2. Organizational Structure: Rethinking Conway’s Law
Traditional machine learning and software development often see organizational structure mirroring software factorization [00:15:38]. However, with new tech stacks and product types, this needs rethinking [00:15:57]. Key questions arise:
- How many agents should be built?
- What should each agent do?
- Should agents have overlapping functionality? [00:16:06]
Initially, when product design is uncertain and fast iteration is needed, collapsing organizational silos and software stacks is beneficial [00:16:46]. This allows teams to iterate quickly, sharing code, data, and models [00:17:01].
As understanding of a product or agent matures (its use cases, strengths, and weaknesses), and as more agents are built, the organization can return to foundational software and organizational principles [00:17:10]. This involves optimizing for performance, cost reduction, testability, and transparency [00:17:29]. This leads to a shift towards horizontal teams for shared functionalities, like guardrails [00:17:39]. Bloomberg, for instance, horizontally manages guardrails to prevent every team from having to define how to handle veiled financial advice inputs [00:17:41]. The decision of when to introduce horizontal structures and break down monolithic agents into smaller pieces depends on the organization’s specific context and maturity [00:18:01].

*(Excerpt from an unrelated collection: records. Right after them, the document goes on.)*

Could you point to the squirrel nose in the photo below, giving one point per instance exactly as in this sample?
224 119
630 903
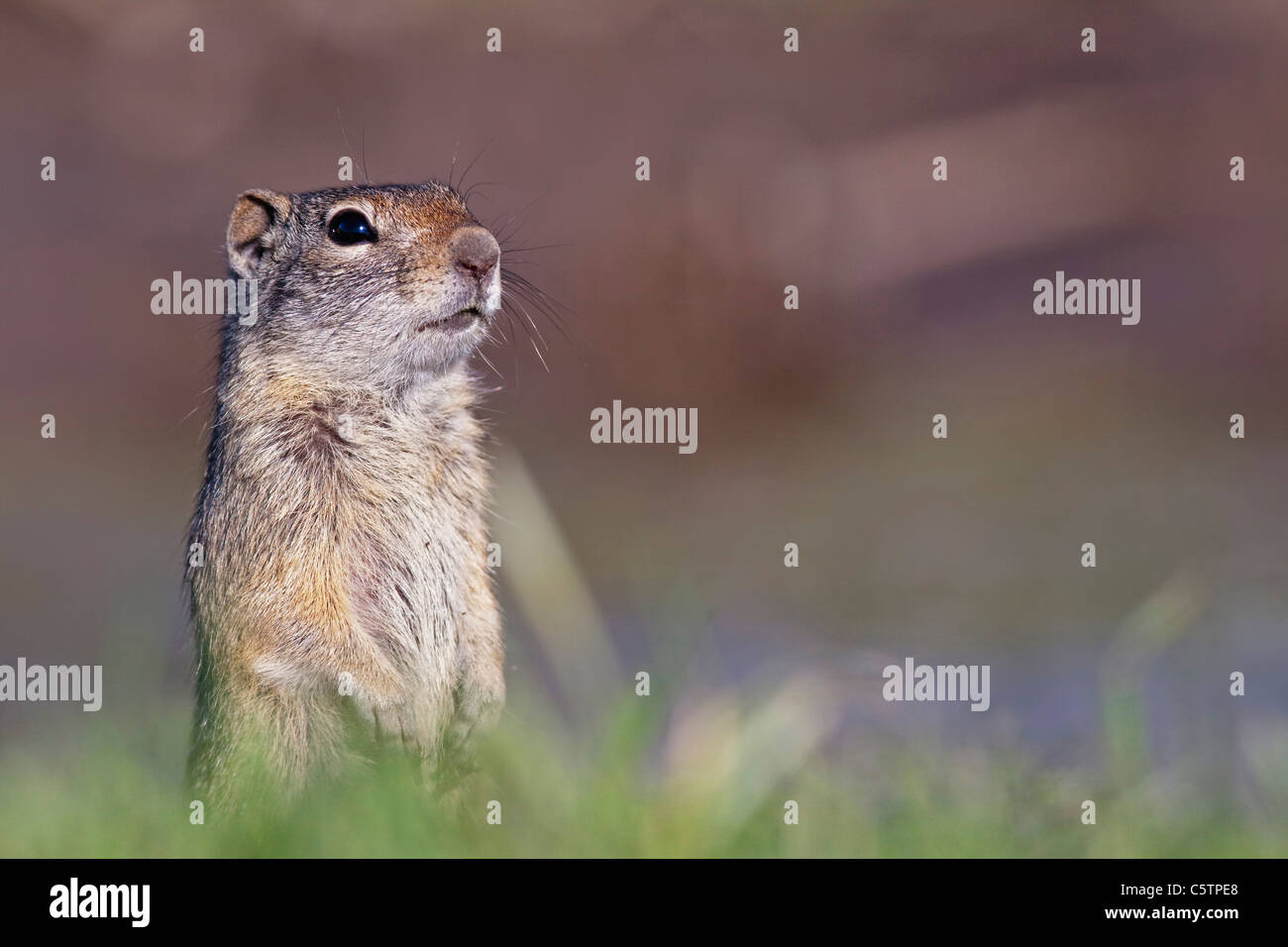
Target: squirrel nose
475 252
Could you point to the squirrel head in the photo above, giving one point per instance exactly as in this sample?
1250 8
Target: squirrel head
365 286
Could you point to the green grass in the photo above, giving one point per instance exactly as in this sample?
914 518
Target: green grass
642 784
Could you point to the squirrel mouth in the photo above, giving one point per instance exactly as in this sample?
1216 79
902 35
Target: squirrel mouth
463 318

Current Research Agent Architecture Example
For a research analyst agent, the current architecture is factorized [00:18:24]:
- An agent is responsible for taking user input and session context, deeply understanding the query, and determining what information is needed [00:18:28].
- Another agent handles answer generation with strict rigor around well-formed answers [00:18:41].
- The system is semi-agentic, with non-optional guardrails invoked at multiple points, providing no autonomy in these areas [00:18:49].
- It builds upon years of traditional and modern data manipulation techniques, evolving from sparse to dense and hybrid indices [00:18:59].